仕事と看病と主婦業……大きな負担に潰されそうな彼女に、私はどう返信すればよいか悩むこともありました。メールは便利である半面、一度送信したら修正できず、後にも残ります。彼女から届いた短いメールの意味をどう捉えたらよいのか、この内容のメールを受け取ったら彼女はどう感じるだろうと、看護師だからこそ軽い発言にも重みが加わってしまうようで、返信にはいつも時間がかかってしまいました。
家族と医療職の気持ちのギャップ
副作用のつらさの一方で彼の病状は好転しませんでした。「こんなにつらいなら死んだほうがまし」と、あらゆる治療法を駆使しても治したいと言っていた彼の気持ちも揺らぎ始めました。そして主治医からインフォームド・コンセントがなされ、治療を中止。「限られた時間を有意義に過ごすように」と、医師や看護師、誰もが彼らに言いましたが、「そうは言われても……」と彼女は動揺を隠しきれないようでした。

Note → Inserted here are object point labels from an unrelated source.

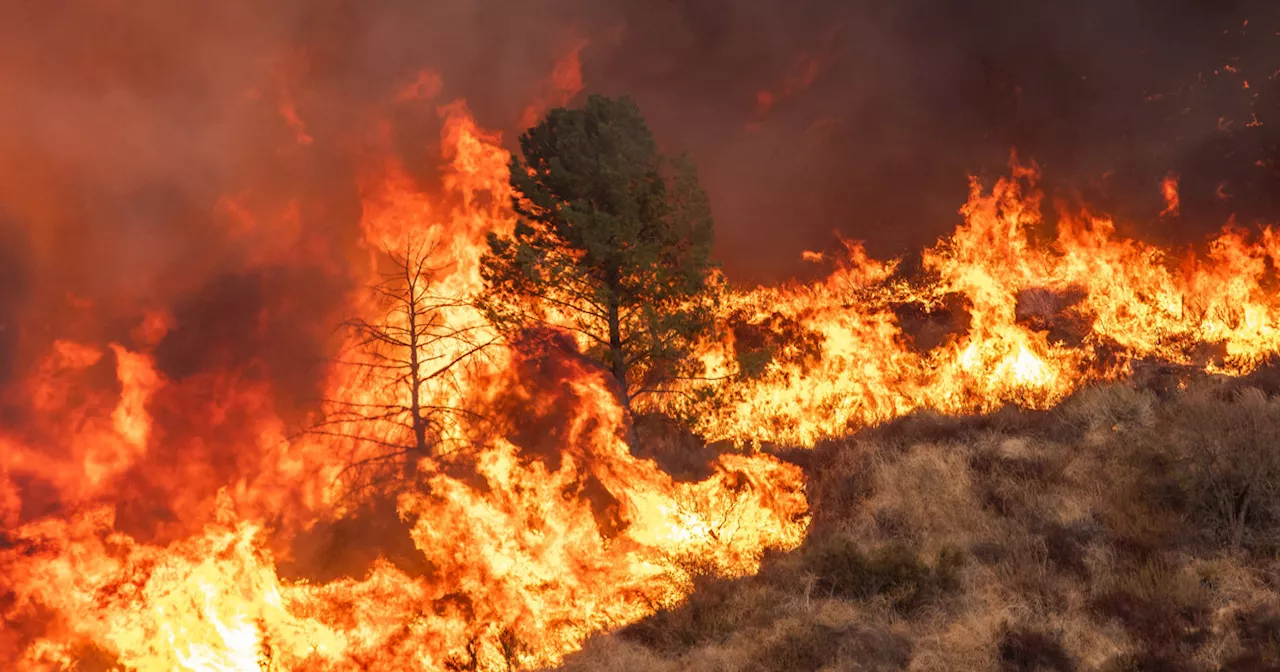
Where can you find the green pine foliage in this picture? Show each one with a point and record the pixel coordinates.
(612, 240)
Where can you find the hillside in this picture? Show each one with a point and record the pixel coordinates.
(1134, 526)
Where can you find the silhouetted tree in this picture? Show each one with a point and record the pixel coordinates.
(612, 241)
(407, 360)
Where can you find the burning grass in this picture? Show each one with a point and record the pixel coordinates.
(1095, 535)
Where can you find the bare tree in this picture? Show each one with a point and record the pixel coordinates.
(407, 391)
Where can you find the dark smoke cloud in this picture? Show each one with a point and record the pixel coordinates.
(126, 123)
(914, 95)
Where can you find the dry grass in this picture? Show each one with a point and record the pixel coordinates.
(1124, 530)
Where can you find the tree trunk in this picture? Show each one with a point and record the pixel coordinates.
(420, 449)
(617, 359)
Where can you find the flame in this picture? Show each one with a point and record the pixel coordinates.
(156, 524)
(1169, 190)
(1041, 319)
(529, 545)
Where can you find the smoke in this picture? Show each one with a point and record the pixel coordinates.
(136, 124)
(878, 110)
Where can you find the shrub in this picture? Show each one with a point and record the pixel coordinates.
(894, 571)
(1230, 451)
(804, 645)
(1162, 606)
(1031, 650)
(716, 608)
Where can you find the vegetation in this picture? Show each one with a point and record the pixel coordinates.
(613, 238)
(412, 351)
(1124, 530)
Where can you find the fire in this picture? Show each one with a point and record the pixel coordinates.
(156, 521)
(529, 540)
(1169, 190)
(1042, 315)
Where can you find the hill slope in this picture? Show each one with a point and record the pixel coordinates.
(1121, 530)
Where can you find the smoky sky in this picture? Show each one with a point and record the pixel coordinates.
(124, 126)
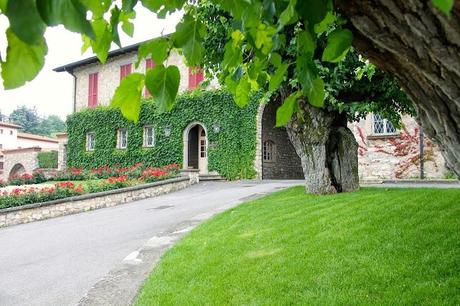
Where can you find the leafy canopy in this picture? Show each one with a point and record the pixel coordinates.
(260, 30)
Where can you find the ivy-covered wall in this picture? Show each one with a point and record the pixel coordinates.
(231, 151)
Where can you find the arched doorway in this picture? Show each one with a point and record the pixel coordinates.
(17, 170)
(278, 158)
(196, 147)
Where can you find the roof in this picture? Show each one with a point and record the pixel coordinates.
(37, 137)
(70, 67)
(8, 124)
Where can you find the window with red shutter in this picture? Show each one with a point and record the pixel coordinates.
(124, 71)
(195, 77)
(92, 89)
(149, 64)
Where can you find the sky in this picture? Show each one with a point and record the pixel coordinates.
(52, 92)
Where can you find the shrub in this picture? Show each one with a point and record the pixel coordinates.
(48, 160)
(36, 177)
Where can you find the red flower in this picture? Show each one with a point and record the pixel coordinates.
(79, 189)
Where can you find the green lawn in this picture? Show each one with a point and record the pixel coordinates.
(376, 246)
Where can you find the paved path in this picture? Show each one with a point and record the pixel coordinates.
(57, 261)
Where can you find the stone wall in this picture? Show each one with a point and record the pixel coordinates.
(286, 163)
(25, 157)
(395, 156)
(87, 202)
(109, 77)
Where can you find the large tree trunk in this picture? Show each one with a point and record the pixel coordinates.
(420, 46)
(327, 149)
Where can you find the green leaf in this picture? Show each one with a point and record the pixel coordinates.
(128, 96)
(325, 23)
(277, 78)
(128, 5)
(98, 7)
(285, 111)
(444, 5)
(23, 61)
(316, 93)
(25, 21)
(236, 7)
(157, 48)
(163, 84)
(114, 19)
(242, 91)
(70, 13)
(163, 7)
(289, 15)
(189, 36)
(263, 37)
(3, 5)
(312, 11)
(338, 43)
(233, 55)
(126, 24)
(306, 43)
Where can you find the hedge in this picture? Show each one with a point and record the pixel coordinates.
(48, 160)
(231, 151)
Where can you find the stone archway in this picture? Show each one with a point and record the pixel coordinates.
(195, 145)
(18, 169)
(276, 157)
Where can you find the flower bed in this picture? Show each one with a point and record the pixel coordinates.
(121, 178)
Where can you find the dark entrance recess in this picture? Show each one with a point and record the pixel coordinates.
(193, 147)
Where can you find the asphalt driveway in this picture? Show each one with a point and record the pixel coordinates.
(57, 261)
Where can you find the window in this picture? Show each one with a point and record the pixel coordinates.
(149, 64)
(122, 139)
(92, 89)
(203, 144)
(382, 126)
(149, 140)
(195, 77)
(90, 141)
(124, 71)
(268, 150)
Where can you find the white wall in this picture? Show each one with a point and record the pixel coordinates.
(8, 137)
(29, 143)
(109, 77)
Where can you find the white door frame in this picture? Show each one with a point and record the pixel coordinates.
(203, 168)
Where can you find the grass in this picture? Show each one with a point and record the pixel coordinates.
(375, 246)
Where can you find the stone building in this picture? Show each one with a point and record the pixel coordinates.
(384, 152)
(18, 151)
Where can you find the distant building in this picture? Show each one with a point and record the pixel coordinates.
(18, 151)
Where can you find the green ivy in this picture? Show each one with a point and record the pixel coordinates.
(48, 160)
(231, 151)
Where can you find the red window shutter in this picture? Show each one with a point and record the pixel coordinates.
(92, 89)
(124, 71)
(149, 64)
(195, 77)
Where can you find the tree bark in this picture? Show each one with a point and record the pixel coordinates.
(420, 45)
(327, 149)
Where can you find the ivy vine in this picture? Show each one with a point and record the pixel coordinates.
(231, 151)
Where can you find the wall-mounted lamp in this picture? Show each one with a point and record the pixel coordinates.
(216, 127)
(167, 130)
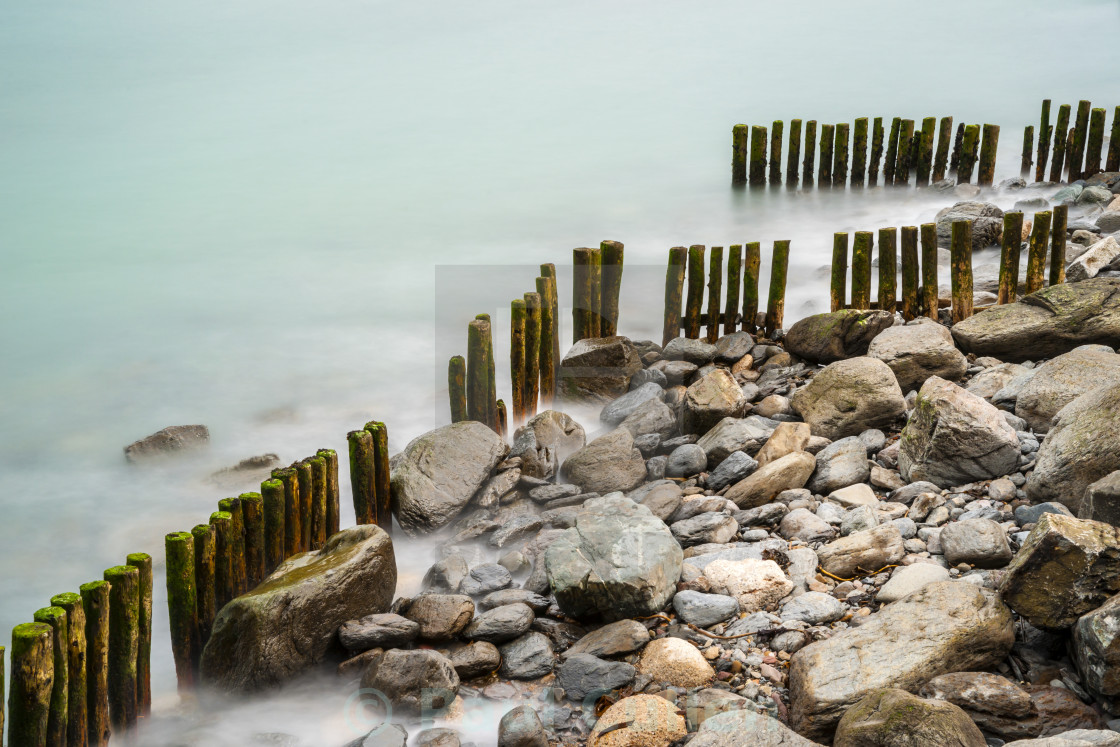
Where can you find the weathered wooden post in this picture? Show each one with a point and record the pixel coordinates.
(1057, 243)
(95, 605)
(694, 301)
(739, 137)
(1009, 258)
(838, 289)
(123, 642)
(961, 270)
(674, 290)
(33, 679)
(752, 260)
(775, 305)
(987, 173)
(888, 269)
(715, 291)
(1036, 252)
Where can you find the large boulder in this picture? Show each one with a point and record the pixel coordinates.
(849, 397)
(1061, 381)
(917, 351)
(954, 437)
(607, 464)
(1082, 446)
(438, 473)
(942, 627)
(544, 441)
(837, 335)
(1047, 323)
(288, 624)
(1065, 568)
(598, 369)
(617, 561)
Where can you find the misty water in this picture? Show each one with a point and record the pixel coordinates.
(276, 218)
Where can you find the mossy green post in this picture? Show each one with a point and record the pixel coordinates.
(1044, 136)
(740, 134)
(95, 606)
(859, 152)
(757, 156)
(734, 278)
(1057, 243)
(960, 251)
(33, 680)
(76, 705)
(57, 719)
(1036, 252)
(183, 607)
(838, 288)
(752, 261)
(888, 269)
(840, 157)
(892, 157)
(1009, 258)
(205, 599)
(142, 562)
(674, 291)
(715, 291)
(252, 510)
(272, 496)
(988, 148)
(929, 232)
(873, 167)
(518, 358)
(944, 139)
(793, 156)
(693, 305)
(1061, 127)
(123, 645)
(775, 168)
(809, 167)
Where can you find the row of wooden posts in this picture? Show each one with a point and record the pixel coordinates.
(906, 148)
(1078, 149)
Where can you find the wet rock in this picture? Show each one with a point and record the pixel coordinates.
(849, 397)
(288, 624)
(438, 474)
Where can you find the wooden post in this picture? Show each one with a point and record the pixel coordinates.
(95, 605)
(752, 260)
(775, 305)
(1009, 258)
(839, 286)
(715, 291)
(775, 173)
(757, 156)
(988, 148)
(694, 301)
(33, 679)
(809, 169)
(859, 152)
(1060, 137)
(961, 270)
(57, 719)
(674, 289)
(734, 278)
(793, 156)
(123, 643)
(1057, 243)
(888, 268)
(739, 136)
(911, 307)
(861, 270)
(1036, 252)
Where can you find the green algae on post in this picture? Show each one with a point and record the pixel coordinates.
(33, 679)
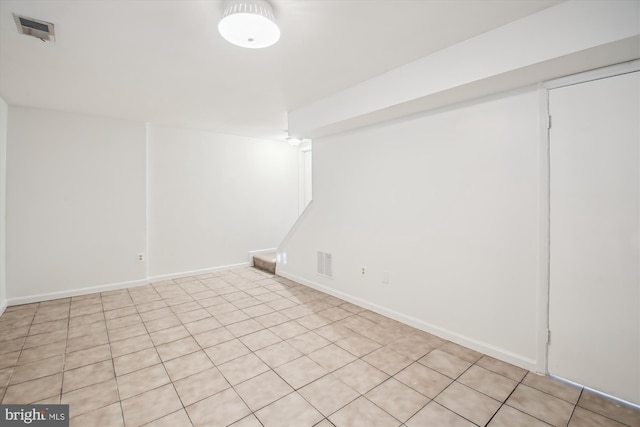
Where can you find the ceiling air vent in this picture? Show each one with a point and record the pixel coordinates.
(35, 28)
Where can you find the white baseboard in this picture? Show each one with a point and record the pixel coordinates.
(486, 348)
(260, 252)
(196, 272)
(113, 286)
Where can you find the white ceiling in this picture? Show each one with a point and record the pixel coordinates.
(163, 61)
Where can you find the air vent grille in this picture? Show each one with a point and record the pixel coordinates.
(35, 28)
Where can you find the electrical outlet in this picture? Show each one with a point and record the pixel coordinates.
(385, 277)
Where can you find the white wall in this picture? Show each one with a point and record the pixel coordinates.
(3, 203)
(447, 203)
(75, 203)
(213, 198)
(570, 37)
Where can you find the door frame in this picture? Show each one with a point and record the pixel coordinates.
(544, 236)
(304, 148)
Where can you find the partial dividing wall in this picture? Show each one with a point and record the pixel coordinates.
(3, 203)
(75, 203)
(213, 197)
(87, 195)
(447, 205)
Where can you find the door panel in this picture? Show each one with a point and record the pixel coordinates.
(594, 300)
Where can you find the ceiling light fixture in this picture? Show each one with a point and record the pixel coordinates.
(249, 23)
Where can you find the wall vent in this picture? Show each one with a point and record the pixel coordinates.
(325, 266)
(35, 28)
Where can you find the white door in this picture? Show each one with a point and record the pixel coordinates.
(594, 299)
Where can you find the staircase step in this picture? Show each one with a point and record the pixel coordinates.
(266, 262)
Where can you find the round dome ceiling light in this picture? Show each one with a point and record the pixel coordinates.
(249, 23)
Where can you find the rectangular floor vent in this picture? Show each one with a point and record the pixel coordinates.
(33, 27)
(325, 267)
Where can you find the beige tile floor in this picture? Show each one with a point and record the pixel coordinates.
(246, 348)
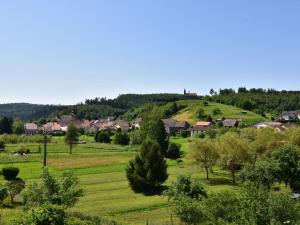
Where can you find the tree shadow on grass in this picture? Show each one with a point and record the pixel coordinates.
(153, 191)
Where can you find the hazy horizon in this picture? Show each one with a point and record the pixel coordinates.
(63, 52)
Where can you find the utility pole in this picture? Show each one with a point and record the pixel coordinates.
(45, 151)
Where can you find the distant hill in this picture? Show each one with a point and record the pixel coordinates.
(91, 109)
(189, 113)
(26, 111)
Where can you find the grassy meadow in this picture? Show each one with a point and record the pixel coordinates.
(190, 112)
(101, 170)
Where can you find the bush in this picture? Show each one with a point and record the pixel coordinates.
(121, 138)
(102, 137)
(10, 173)
(173, 151)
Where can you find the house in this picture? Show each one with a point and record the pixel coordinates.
(267, 124)
(196, 130)
(51, 127)
(136, 123)
(173, 127)
(124, 125)
(30, 128)
(230, 123)
(289, 116)
(204, 124)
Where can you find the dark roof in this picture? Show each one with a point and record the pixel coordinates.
(169, 122)
(198, 128)
(229, 122)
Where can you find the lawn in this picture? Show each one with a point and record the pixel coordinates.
(190, 112)
(101, 170)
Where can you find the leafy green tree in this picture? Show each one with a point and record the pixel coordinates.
(2, 145)
(185, 195)
(15, 187)
(223, 206)
(234, 151)
(287, 159)
(72, 136)
(121, 138)
(102, 136)
(148, 171)
(217, 111)
(201, 114)
(204, 153)
(173, 151)
(3, 194)
(136, 137)
(65, 191)
(154, 129)
(5, 126)
(185, 186)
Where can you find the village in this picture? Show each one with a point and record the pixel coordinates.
(173, 127)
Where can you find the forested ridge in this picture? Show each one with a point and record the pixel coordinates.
(90, 109)
(259, 100)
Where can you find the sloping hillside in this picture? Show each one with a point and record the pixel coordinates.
(189, 113)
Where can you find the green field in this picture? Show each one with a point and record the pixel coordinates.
(101, 170)
(190, 112)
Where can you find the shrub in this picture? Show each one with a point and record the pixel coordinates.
(10, 173)
(173, 151)
(121, 138)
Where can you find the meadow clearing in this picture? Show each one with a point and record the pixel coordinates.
(101, 170)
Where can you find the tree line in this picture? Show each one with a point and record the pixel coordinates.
(258, 100)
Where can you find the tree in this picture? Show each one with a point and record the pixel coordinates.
(217, 111)
(15, 187)
(5, 126)
(136, 137)
(10, 173)
(201, 114)
(65, 191)
(234, 151)
(121, 138)
(173, 151)
(263, 173)
(186, 195)
(18, 127)
(2, 145)
(148, 170)
(287, 160)
(102, 136)
(154, 129)
(72, 136)
(204, 153)
(3, 194)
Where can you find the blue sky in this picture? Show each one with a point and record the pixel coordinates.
(64, 51)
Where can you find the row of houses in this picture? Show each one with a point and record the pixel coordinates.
(173, 126)
(61, 125)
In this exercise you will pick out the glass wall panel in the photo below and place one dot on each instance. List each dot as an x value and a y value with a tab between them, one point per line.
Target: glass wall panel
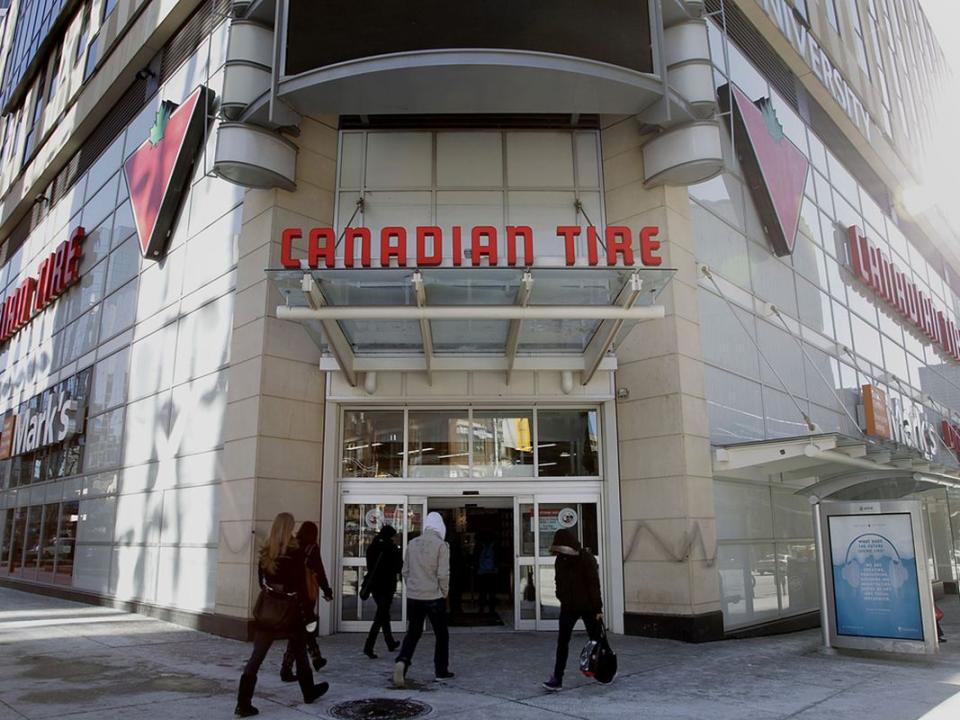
748	583
438	443
48	543
66	540
567	444
372	443
502	443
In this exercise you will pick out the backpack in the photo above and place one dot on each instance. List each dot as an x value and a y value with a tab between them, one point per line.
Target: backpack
487	563
597	659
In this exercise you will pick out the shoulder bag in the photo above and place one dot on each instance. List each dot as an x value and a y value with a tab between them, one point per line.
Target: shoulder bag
367	585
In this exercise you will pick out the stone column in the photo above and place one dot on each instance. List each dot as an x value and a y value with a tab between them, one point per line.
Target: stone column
671	584
273	443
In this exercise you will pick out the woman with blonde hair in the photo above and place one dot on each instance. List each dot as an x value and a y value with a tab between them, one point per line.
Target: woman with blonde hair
278	614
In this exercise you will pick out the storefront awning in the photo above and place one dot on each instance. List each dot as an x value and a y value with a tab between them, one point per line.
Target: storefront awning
833	463
478	318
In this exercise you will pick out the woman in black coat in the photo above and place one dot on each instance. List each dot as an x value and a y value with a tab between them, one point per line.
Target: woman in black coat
578	590
384	562
281	569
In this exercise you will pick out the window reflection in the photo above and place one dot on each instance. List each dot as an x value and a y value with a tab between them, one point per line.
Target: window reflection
372	443
567	443
502	443
439	444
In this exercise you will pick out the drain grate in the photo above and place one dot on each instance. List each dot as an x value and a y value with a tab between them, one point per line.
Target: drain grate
380	709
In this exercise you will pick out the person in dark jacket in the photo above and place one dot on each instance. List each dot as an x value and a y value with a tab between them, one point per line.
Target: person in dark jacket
307	537
385	561
578	590
281	570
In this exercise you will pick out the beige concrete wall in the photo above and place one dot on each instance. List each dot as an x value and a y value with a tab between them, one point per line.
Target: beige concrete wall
274	436
666	484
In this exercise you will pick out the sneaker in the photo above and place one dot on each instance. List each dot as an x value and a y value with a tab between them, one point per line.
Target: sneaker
553	684
399	674
318	691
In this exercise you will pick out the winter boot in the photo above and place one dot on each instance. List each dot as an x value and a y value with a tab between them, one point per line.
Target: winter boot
245	695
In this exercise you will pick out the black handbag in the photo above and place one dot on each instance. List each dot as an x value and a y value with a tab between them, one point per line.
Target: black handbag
365	586
276	612
597	659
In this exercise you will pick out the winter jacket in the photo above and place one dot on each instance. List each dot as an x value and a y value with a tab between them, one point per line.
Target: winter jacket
384	560
426	570
577	575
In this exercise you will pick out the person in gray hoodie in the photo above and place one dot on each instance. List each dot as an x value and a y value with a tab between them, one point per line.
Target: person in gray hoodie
426	573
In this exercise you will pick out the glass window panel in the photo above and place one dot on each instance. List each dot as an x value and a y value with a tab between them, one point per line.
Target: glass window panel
399	160
48	543
748	583
797	577
438	443
502	443
743	510
372	443
66	540
539	159
469	159
567	443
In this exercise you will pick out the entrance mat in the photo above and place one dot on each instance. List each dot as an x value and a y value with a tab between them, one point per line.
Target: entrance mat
474	619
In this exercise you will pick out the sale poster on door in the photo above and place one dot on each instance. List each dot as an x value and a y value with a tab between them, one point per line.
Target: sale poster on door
876	588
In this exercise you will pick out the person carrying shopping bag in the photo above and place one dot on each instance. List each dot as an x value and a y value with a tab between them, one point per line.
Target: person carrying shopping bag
578	590
278	613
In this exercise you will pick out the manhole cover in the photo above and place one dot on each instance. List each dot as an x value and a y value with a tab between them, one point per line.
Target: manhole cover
380	709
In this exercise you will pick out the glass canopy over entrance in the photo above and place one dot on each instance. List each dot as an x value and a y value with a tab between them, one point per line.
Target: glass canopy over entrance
477	318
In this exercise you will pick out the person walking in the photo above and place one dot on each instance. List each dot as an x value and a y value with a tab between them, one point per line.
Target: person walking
316	580
578	590
281	571
426	573
384	562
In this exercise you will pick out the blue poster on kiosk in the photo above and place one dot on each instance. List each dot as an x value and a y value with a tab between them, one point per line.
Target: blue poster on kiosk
876	587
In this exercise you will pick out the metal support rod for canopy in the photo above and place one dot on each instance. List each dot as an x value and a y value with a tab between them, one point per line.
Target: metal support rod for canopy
339	345
603	337
471	312
426	334
513	334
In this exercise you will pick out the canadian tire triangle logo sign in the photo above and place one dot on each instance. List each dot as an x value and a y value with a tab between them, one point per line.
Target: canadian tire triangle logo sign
774	168
158	171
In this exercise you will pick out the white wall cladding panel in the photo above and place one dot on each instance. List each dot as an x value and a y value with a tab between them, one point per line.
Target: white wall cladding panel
91	567
190	516
133	572
187	577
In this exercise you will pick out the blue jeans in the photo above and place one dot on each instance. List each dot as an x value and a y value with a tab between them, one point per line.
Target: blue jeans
417	612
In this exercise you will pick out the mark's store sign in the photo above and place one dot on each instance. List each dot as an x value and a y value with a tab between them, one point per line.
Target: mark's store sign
886	279
45	420
56	273
478	245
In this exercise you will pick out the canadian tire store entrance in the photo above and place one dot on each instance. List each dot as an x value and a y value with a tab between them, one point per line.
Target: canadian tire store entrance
504	481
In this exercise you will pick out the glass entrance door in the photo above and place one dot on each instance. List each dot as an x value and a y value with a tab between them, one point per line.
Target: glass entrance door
361	519
538	519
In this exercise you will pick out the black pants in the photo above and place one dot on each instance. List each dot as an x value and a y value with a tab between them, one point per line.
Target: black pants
261	646
417	612
568	618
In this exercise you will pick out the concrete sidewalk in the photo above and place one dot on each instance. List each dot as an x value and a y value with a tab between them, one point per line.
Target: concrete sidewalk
62	659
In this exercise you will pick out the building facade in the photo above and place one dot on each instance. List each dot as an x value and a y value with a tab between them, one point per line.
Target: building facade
651	273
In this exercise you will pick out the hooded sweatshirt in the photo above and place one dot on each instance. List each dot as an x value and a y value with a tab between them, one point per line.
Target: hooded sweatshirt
426	570
577	575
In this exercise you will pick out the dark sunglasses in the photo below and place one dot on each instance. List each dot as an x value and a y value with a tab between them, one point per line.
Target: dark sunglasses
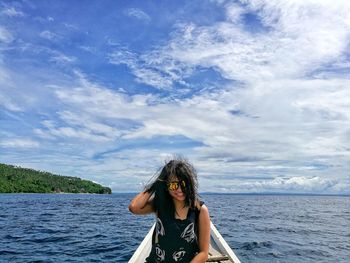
173	186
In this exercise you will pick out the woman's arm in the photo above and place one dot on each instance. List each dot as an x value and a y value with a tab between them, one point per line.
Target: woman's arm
204	236
141	204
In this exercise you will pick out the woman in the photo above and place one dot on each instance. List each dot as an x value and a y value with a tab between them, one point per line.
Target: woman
182	231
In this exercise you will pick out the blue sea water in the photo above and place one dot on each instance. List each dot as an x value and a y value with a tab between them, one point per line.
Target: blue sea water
99	228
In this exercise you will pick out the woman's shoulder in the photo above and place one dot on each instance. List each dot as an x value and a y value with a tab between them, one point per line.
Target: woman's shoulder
200	205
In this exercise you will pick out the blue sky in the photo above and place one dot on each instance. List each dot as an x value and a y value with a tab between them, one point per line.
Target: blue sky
254	93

その後、彼女からメールで、緩和ケアに切り替え在宅療養すること、また訪問診療・訪問看護・訪問介護などについて「よくわからない」と相談されました。介護保険の上限を超えてしまうと悩んでいたので、私は、訪問看護は医療保険でも利用できることを伝えました。希望する地域の訪問診療や訪問看護は即座に利用できるものではない現実も知りました。